12 Euer Gedächtnis wird verglichen werden der Asche, und euer Rücken wird wie ein Leimenhaufe sein.
13 Schweiget mir, daß ich rede; es soll mir nichts fehlen.
14 Was soll ich mein Fleisch mit meinen Zähnen beißen und meine Seele in meine Hände legen?
15 Siehe, er wird mich doch erwürgen, und ich kann‘s nicht erwarten; doch will ich meine Wege vor ihm strafen.
16 Er wird ja mein Heil sein; denn es kommt kein Heuchler vor ihn.
17 Höret meine Rede und meine Auslegung vor euren Ohren!
18 Siehe, ich habe das Urteil schon gefället; ich weiß, daß ich werde gerecht sein.
19 Wer ist, der mit mir rechten will? Aber nun muß ich schweigen und verderben.
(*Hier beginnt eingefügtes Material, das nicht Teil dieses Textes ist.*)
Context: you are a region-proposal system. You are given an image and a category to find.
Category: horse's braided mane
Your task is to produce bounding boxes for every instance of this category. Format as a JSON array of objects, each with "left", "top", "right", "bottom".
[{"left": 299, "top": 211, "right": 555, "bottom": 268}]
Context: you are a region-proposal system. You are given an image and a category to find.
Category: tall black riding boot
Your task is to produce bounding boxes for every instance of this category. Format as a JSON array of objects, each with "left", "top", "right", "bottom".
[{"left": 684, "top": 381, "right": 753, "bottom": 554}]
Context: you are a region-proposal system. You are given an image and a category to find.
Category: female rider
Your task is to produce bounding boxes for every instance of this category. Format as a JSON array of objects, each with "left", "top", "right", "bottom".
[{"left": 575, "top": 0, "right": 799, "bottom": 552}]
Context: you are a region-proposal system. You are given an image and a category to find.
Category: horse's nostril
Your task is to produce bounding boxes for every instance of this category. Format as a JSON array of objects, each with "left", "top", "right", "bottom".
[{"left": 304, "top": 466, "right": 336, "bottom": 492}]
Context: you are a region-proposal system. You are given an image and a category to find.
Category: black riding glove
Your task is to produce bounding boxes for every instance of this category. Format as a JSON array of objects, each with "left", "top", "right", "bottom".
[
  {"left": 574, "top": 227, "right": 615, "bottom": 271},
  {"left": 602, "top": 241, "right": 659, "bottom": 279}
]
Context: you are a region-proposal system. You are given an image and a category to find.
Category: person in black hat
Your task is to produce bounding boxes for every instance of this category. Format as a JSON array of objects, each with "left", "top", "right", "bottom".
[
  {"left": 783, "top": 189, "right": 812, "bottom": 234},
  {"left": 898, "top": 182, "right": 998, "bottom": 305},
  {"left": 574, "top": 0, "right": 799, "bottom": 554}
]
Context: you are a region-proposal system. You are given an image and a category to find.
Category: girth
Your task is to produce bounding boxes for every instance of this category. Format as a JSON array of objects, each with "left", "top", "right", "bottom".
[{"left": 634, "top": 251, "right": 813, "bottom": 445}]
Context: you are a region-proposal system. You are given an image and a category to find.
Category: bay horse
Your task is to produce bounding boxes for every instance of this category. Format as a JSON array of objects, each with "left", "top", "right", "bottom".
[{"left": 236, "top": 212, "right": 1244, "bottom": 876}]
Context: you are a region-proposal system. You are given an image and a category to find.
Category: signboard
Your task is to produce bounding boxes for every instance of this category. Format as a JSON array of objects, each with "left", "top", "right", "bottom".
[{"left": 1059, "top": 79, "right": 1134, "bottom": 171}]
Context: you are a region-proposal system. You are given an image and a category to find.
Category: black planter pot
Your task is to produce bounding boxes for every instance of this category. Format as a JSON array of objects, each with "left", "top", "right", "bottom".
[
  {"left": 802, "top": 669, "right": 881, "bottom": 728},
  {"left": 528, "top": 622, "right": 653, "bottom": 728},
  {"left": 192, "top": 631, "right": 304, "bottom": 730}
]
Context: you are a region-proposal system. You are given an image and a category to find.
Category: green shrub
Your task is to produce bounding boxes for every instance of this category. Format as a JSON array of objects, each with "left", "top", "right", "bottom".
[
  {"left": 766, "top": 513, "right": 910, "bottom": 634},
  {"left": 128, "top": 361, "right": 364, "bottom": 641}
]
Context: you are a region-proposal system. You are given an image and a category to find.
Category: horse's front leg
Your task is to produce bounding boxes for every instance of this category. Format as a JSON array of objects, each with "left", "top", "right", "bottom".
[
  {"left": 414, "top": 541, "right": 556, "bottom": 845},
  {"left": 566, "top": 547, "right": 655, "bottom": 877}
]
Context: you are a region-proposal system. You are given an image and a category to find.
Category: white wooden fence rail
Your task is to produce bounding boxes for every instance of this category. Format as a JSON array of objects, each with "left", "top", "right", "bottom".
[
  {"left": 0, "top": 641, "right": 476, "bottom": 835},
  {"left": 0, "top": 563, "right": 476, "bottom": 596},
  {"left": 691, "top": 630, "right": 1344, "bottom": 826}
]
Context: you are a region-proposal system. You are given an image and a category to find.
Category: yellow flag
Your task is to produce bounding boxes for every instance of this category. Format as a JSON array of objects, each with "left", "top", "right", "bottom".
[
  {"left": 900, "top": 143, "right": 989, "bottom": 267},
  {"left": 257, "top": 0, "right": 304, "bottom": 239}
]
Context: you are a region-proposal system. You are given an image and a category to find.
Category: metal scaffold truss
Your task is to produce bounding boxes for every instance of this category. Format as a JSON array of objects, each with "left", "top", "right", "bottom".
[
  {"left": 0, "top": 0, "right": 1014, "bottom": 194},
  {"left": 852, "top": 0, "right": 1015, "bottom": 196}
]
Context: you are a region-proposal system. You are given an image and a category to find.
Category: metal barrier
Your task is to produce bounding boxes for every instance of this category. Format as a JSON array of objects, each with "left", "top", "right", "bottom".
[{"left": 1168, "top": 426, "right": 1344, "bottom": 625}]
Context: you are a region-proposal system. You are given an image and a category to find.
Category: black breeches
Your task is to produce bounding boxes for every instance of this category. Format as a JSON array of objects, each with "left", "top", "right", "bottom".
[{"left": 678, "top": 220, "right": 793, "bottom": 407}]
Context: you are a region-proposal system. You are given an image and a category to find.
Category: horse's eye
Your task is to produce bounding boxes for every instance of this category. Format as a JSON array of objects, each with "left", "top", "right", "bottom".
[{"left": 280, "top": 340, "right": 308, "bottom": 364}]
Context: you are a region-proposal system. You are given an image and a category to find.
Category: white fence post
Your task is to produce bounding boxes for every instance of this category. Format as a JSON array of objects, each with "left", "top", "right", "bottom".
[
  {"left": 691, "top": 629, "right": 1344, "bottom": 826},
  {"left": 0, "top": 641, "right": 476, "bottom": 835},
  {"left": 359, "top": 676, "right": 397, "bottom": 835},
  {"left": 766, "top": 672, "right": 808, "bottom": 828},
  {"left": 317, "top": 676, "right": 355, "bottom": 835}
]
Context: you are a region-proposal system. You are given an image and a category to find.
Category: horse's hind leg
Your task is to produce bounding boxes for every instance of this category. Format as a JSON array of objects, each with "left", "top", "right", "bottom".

20 Zweierlei tu mir nur nicht, so will ich mich vor dir nicht verbergen:
21 Laß deine Hand ferne von mir sein, und dein Schrecken erschrecke mich nicht.
22 Rufe mir, ich will dir antworten; oder ich will reden, antworte du mir.
23 Wie viel ist meiner Missetat und Sünden? Laß mich wissen meine Übertretung und Sünde!
24 Warum verbirgest du dein Antlitz und hältst mich für deinen Feind?
25 Willst du wider ein fliegend Blatt so ernst sein und einen dürren Halm verfolgen?
26 Denn du schreibest mir an Betrübnis und willst mich umbringen um der Sünden willen meiner Jugend.
27 Du hast meinen Fuß in Stock gelegt und hast acht auf alle meine Pfade und siehest auf die Fußtapfen meiner Füße,
28 der ich doch wie ein faul Aas vergehe und wie ein Kleid, das die Motten fressen.